I checked what Scott McCloud had to say, and he made a good point; he called the Motion Comic version of The Watchmen a "fully animated monstrosity". (Note: That wasn't the point I was going to call out, specifically but I thought it was a pithy thing to say. I tried watching the Motion Comic version of The Watchmen. Having read the book, and seen the movie, I found I had no interest in the motion comic and gave up after five minutes. How could their animation best my imagination? Answer: they could not.)
So here's Scott McCloud's good point:
...looping animation (and sound, for that matter) still communicate a static span of time. If panel 2 clearly comes after panel 1 and before panel 3, it still feels like comics, even if panel 2 is a short loop of some sort.
I gotta agree with this. I don't like agreeing with it; because it means that comics of the future are never gonna get on the YouTubes. The youtubes show a video; and the comic, even the comic with a looping animation in one of the panels, is not ... well I have a failure of imagination, and I cannot "see" how something like the below (which is a GIF comic by me, Sam Battin) can get onto the youtubes:
Okay... well, so what does that leave us with? We can't do "motion comics" because they're always going to be a stunted artform that is animation but tries (and fails) to use the grammar of a static artform.
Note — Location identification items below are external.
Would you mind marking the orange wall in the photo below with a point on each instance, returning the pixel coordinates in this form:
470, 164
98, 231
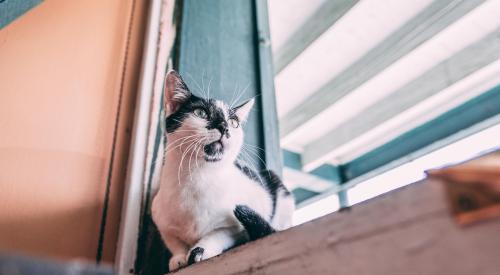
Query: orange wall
62, 74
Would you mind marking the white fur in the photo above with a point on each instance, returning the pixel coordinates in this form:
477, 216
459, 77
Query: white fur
195, 201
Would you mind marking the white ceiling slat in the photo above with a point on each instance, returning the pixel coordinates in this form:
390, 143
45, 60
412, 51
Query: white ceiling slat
323, 18
416, 31
365, 25
470, 28
443, 75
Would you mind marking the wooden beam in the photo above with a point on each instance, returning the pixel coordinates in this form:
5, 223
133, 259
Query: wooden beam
320, 21
443, 75
405, 231
432, 20
269, 123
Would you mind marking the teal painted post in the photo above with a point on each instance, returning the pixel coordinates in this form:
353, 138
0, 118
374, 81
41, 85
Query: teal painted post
12, 9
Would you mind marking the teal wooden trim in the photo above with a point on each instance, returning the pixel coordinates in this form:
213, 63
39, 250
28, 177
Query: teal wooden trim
318, 23
327, 172
269, 113
292, 160
466, 115
12, 9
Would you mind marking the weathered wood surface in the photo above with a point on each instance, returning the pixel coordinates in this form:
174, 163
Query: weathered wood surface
408, 231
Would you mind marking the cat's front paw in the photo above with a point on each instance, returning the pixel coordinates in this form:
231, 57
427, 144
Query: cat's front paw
176, 262
198, 254
195, 255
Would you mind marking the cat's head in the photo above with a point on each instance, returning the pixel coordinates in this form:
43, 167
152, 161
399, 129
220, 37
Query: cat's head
206, 129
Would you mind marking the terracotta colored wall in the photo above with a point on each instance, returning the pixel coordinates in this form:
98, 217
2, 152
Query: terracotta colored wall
62, 75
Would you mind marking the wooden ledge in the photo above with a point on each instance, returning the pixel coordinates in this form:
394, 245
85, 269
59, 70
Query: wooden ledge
407, 231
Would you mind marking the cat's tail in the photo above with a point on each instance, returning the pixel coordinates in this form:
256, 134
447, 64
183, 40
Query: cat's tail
255, 225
That leaves us with the other idea that McCloud had, about how the web interface can give comic artists the dream of having an infinite canvas. He used Trajan's Column as an example of comics; on that column, it tells a story in 155 scenes about the Dacian War (whatever that was). Okay, yes, that is pretty cool, I guess kinda.
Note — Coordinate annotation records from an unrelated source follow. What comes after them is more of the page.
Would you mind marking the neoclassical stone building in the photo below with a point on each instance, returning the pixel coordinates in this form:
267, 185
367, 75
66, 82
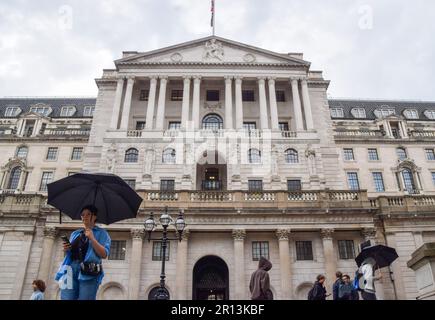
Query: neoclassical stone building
246, 143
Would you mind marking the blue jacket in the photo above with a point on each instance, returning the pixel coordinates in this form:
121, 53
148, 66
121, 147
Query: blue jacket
103, 238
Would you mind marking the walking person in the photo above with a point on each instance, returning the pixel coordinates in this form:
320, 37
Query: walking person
260, 281
38, 290
318, 291
81, 271
336, 285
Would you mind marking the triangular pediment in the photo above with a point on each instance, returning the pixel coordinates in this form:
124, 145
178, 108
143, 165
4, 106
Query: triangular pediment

But okay suppose you do have technically an infinite canvas; what can you do with it? Yes, technically, now all the panels in the comic you write can be arranged in a vast shape, such as a circle, or a triangle, or whatever. They don't have to conform to the concept of the page.
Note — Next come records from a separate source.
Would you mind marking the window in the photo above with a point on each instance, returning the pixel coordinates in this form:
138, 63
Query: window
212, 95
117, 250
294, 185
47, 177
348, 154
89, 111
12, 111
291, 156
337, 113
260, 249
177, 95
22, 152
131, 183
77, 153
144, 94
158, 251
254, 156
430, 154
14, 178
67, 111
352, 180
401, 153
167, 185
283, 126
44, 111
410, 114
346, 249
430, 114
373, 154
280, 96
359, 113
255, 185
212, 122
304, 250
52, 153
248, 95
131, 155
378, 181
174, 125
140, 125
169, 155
Well... speaking as a web developer, I'd say most computers and webservers don't have enough resources to deliver the infinite canvas at this time. It'd take some doing to give us the 155 scenes in Trajan's column and also display them as a series of panels on an upward-rotating column.
Paper has powered our civiliztion for thousands of years, and it will be (I think) probably at least another lifetime, if not more, before we abandon paper for pixels.
I mean, the Model T automobile came out in 1908. Surely, that heralded the end of the horse in favor of the gas-powered auto, yet about 2 million or so horses were killed during service in WWII. More than 100 years after the Model T came out, horses are primarily a novelty item in America in the early 21st century (although elephants are still pressed into duty in Thailand. I mean, come on, Thailand, can you learn how to use bulldozers and trucks, for crying out loud?). The many examples of slow un-adoption of older, less-efficient technologies tells me that it'll be a long time before we completely un-adopt paper (and paper concepts (such as presenting a comic as a series of about five or six panels on a larger rectangle)).
- motion comics are stupid becuase comics aren't animation. Quit doing them, or get much much better at doing them.
- Individual panels can have looping animations, and that's okay.
- The jury is still out on the utility of the "infinite canvas" concept for comics.
- There isn't an immense hurry to develop a new form for comics to take on the internet.
- Most people are stupid and don't "get" comics. No mater how good comics are, journalists will still begin articles with "BIFF! POW! ZAP!"
- There will be no "killer app" format for internet comics that will catch like wildfire and make it so that any comics artist can easily make a living at doing comics (pity).